Como foi explicado por Alena Douhan, Relatora Especial da ONU sobre o uso unilateral de medidas coercivas com influência nos direitos humanos:
“O endurecimento das sanções enfrentadas pelo país (Venezuela) desde 2015 mina ... a capacidade do Estado para manter as infraestruturas e implementar projectos sociais. Hoje, a Venezuela enfrenta falta de maquinaria, peças de substituição, electricidade, água, combustíveis, gás, alimentos e medicamentos. Os bens venezuelanos congelados em bancos dos Estados Unidos, Reino Unido e Portugal chegam a seis mil milhões de dólares. A compra de bens e os pagamentos por empresas públicas estão bloqueados ou congelados...”
Existem informações segundo as quais a rede de electricidade apenas pode funcionar actualmente com menos de 20% da sua capacidade.
Calcula-se que 90% das habitações estão ligadas ao sistema nacional de distribuição de água. Numerosas famílias, no entanto, relatam cortes frequentes por causa das rupturas de abastecimento de electricidade que afectam as bombas de água e a manutenção das infraestruturas, e também devido à falta de pessoal de manutenção qualificado. "
Saab parece ter competências para ajudar a Venezuela a contornar essas sanções - sanções que Douhan considera ilegais segundo o direito internacional - a fim de obter suprimentos humanitários cruciais; esta é a verdadeira razão do interesse dos EUA em obter a sua extradição.
De facto, um artigo do New York Times deixa isso bem claro. Explica que, embora os Estados Unidos tenham apresentado vagas acusações de lavagem de dinheiro contra a Saab, "as linhas-duras dos Departamentos de Justiça e de Estado, incluindo Elliot Abrams, o enviado especial do Departamento de Estado para o Irão e a Venezuela ", querem garantir sua detenção continuada em Cabo Verde para que não “percam a oportunidade de punir o Sr. Maduro”. O Times continua: “Os meses de detenção de Saab despojaram Maduro de um importante aliado e um grande operador financeiro num momento em que menos países estão dispostos ou são capazes de ajudar a Venezuela. Se Saab cooperar com as autoridades norte-americanas, pode contribuir para destrinçar a rede económica de apoio de Maduro e ajudar as autoridades a abrirem acusações contra outros aliados do governo venezuelano. ”
“Diplomacia da canhoneira”
E como tencionam os Estados Unidos a garantir o cumprimento de Cabo Verde neste processo? Recorrendo à antiquada “diplomacia de canhoneira”. Como explica o New York Times, os EUA ancoraram o cruzador da Marinha USS San Jacinto na costa de Cabo Verde para garantir que a Saab não escape de alguma forma. Embora as autoridades norte-americanas afirmem que procedem desta maneira como resposta às “ameaças” da Venezuela de tomar todas as medidas para proteger os direitos humanos de Alex Saab, a presença do navio armado parece calculada tanto para coagir Cabo Verde como para impedir alguma tentativa de resgate por parte da Venezuela ou do seu aliado, o Irão.

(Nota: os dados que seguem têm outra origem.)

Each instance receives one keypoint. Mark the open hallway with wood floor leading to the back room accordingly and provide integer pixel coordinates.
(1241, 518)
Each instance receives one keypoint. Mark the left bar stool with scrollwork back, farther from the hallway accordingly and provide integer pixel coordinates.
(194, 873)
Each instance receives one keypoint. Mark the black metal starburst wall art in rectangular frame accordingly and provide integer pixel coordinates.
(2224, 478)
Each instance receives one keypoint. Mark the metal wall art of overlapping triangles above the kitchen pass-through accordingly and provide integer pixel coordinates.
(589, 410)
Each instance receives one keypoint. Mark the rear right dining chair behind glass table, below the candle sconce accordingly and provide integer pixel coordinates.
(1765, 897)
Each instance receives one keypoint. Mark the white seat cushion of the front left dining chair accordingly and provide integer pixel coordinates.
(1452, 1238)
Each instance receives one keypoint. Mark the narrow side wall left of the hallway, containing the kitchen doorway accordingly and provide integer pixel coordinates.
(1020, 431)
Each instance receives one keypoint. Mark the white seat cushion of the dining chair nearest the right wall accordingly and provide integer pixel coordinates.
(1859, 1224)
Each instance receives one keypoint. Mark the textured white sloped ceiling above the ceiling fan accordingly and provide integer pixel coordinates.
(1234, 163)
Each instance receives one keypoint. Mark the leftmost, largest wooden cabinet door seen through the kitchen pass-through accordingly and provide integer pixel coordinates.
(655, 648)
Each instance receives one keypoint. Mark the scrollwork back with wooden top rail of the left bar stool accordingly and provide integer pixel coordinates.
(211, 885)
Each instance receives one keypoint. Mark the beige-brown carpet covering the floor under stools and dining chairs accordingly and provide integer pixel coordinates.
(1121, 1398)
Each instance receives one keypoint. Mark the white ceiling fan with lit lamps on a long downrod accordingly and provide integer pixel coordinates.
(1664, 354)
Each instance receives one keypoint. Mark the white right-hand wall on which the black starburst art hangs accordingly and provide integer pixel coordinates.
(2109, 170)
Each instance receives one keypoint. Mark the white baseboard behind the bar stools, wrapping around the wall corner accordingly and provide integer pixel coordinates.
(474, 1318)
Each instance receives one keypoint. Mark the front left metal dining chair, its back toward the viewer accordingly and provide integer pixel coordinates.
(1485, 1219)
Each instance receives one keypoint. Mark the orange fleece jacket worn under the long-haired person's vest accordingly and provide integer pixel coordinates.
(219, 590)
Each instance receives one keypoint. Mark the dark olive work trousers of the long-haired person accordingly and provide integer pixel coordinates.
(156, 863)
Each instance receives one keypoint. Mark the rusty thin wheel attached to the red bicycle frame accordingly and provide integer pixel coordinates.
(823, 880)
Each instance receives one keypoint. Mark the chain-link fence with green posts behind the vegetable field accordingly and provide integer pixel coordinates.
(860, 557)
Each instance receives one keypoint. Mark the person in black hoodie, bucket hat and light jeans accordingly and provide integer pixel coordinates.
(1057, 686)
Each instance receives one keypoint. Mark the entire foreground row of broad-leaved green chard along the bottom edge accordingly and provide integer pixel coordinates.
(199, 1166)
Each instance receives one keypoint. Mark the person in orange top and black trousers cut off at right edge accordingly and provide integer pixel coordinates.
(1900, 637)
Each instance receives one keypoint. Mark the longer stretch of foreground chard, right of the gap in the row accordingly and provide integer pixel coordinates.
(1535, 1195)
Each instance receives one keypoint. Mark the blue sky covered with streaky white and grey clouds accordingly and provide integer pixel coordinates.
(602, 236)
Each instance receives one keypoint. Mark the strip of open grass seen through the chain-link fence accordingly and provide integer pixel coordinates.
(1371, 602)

Deste modo, enquanto Saab permanece em prisão por tempo indeterminado, sofrendo de cancro sem ser tratado, por insistência dos Estados Unidos, Cabo Verde está a sofrer bullying às mãos dos EUA. As acções de Washington esse respeito nada mais são do que os últimos suspiros de um império em perigo e colapso iminente. Como tal, devem encontrar resistência.
*Professor de Direitos Humanos Internacionais na Escola de Direito da Universidade de Pittsburgh, Estados Unidos; é autor do livro recentemente lançado “Fim à Guerra: Como o Ocidente viola a legalidade internacional usando a intervenção ‘humanitária’ para promover interesses económicos e estratégicos”.